1. Family love is unique but challenging. From Reader’s Digest, we read, It’s every airplane passenger’s nightmare -- getting stuck near a crying baby. I was manning the ticket counter at a busy airport when the sound of a sobbing infant filled the air. As the next passenger stepped up to the desk, he glanced at the tot and rolled his eyes. "Don’t worry," I said to him cheerily. "Chances are that baby won’t be on your flight."

Head shaking, he grimly replied, "Oh, I bet he will. That’s my son." -- Debbie Williams

2. Although we love our infants, toddlers, beginners, primaries, juniors, junior highs and teens, our love for our kids feels different because they are different and we are different.

Main Idea: Love varies with the persons we love and our relationship to them.

I. MID-RANGE Love

A. EXTENDED family

Then there is the love between siblings. Proverbs 17:17 is often misinterpreted, in my view, to teach the concept of sibling rivalry. I understand it to teach that brothers can be leaned upon during difficult times. ("A friend loves at all times, and a brother is born for adversity.") We can call this a SUPPORTING LOVE or perhaps "a love of reliance."

B. CHURCH brothers and sisters

Church ought to be a heavenly experience

My friend Agnes is an accomplished harpist who frequently plays for weddings, receptions, parties and other such events. She is also blond and has an appropriately cherubic face. She was on her way to an engagement at the Peabody Hotel in Memphis, and stepped into an elevator with her large golden harp. Just before the doors closed, a distinguished gray-haired man stepped on.
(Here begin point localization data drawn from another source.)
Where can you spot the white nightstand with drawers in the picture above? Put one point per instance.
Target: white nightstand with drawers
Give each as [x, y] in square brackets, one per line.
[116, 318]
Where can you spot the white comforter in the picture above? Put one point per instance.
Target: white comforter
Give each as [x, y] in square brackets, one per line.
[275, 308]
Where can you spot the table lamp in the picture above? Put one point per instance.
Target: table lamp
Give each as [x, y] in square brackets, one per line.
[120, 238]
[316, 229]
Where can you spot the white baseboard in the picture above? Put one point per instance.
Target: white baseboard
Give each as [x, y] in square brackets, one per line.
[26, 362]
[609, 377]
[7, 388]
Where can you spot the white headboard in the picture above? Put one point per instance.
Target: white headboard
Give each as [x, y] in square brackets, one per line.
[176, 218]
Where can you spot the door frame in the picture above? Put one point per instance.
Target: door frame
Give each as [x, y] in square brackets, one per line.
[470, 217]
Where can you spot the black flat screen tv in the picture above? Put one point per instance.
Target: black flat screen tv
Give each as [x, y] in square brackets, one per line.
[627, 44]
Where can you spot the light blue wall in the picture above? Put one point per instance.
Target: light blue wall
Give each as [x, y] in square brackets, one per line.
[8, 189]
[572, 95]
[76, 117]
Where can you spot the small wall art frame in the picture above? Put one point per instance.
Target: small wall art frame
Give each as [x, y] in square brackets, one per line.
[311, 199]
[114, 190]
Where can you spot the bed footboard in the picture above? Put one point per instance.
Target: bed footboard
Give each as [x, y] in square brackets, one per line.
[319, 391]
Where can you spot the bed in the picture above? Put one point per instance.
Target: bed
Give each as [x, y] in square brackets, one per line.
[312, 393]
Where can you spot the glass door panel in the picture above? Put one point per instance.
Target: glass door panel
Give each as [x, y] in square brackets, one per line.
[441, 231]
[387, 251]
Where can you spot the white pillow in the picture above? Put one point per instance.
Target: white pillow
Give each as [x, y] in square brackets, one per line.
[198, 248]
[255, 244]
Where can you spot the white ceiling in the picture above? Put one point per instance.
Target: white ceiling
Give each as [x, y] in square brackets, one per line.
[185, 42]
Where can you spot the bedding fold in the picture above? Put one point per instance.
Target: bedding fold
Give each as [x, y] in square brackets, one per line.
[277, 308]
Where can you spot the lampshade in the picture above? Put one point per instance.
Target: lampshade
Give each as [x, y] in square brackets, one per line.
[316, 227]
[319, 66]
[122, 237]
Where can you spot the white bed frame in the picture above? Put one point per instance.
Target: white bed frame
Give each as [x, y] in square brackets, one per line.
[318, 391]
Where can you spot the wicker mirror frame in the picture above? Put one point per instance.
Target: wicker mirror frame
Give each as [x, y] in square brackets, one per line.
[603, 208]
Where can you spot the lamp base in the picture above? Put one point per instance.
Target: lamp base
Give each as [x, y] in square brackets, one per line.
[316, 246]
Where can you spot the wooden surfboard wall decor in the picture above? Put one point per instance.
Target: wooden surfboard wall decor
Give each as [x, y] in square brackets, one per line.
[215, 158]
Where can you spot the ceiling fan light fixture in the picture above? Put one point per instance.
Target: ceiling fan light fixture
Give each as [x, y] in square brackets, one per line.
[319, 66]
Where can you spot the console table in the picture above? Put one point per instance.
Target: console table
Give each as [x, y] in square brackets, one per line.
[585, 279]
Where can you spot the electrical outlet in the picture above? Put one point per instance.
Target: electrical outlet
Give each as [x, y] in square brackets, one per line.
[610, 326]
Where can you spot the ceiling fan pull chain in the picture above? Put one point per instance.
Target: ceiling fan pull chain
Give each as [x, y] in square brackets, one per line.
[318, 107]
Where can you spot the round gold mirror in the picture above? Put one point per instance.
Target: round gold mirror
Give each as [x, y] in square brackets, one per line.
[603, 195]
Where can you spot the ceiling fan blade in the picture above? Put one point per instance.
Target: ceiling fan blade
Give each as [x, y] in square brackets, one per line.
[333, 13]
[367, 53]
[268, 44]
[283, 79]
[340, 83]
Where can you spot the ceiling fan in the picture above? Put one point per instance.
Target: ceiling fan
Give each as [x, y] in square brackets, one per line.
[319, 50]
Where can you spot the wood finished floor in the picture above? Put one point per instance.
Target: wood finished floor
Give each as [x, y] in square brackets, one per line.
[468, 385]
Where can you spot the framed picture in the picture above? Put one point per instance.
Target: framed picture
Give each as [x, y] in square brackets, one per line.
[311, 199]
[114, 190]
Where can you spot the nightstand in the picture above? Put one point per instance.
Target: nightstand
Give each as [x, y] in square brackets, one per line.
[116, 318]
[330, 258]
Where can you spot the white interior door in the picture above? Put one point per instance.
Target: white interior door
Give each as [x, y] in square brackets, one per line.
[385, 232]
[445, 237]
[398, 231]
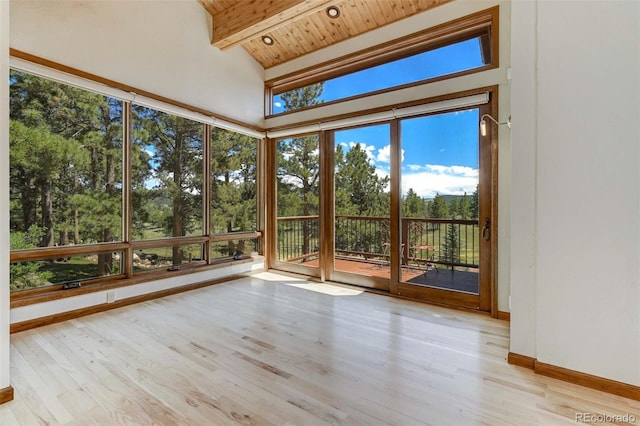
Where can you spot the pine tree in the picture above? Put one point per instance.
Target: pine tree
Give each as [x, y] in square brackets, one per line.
[299, 166]
[450, 246]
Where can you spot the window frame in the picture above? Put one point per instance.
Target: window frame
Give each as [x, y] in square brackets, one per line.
[483, 24]
[127, 246]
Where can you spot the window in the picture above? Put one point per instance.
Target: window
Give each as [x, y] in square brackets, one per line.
[66, 164]
[167, 175]
[298, 198]
[462, 46]
[193, 188]
[233, 182]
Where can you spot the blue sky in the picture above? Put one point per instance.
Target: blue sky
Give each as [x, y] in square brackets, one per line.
[440, 152]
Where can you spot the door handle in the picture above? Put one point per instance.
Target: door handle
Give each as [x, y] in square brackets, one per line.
[486, 230]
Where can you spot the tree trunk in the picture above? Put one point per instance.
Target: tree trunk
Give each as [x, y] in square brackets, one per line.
[47, 215]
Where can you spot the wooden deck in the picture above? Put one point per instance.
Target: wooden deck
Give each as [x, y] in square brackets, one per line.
[276, 350]
[466, 281]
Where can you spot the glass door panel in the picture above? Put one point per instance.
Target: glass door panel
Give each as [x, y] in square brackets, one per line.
[362, 205]
[297, 223]
[440, 175]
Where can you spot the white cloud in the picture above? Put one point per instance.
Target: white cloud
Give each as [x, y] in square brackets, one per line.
[384, 155]
[435, 179]
[368, 149]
As the elevator rose, he looked thoughtfully first at her and then her harp and asked, "And just how far up are you going?" (Reader’s Digest, Margaret B. Ellis, Mobile, Ala.)

1. Church can be an ego/agenda driven experience, like the Corinthian Church

• everyone trying to get attention

• confusion and chaos

I Corinthians 11:17, "In the following directives I have no praise for you, for your meetings do more harm than good."

2. Or church meetings can be a time of building-up

I Corinthians 8:1, "Knowledge [w/out love] makes arrogant, but love edifies"

3. I Corinthians 13:1-13 was written to address love in a church fellowship context:

[vs. 1-3 -- serving God and "spirituality" does not excuse us from showing love]

"If I speak in the tongues of men and of angels, but have not love, I am only a resounding gong or a clanging cymbal. If I have the gift of prophecy and can fathom all mysteries and all knowledge, and if I have a faith that can move mountains, but have not love, I am nothing. If I give all I possess to the poor and surrender my body to the flames, but have not love, I gain nothing.

[vs. 4-7 -- what love looks like]

"Love is patient, love is kind. It does not envy, it does not boast, it is not proud. It is not rude, it is not self-seeking, it is not easily angered, it keeps no record of wrongs. Love does not delight in evil but rejoices with the truth. It always protects, always trusts, always hopes, always perseveres.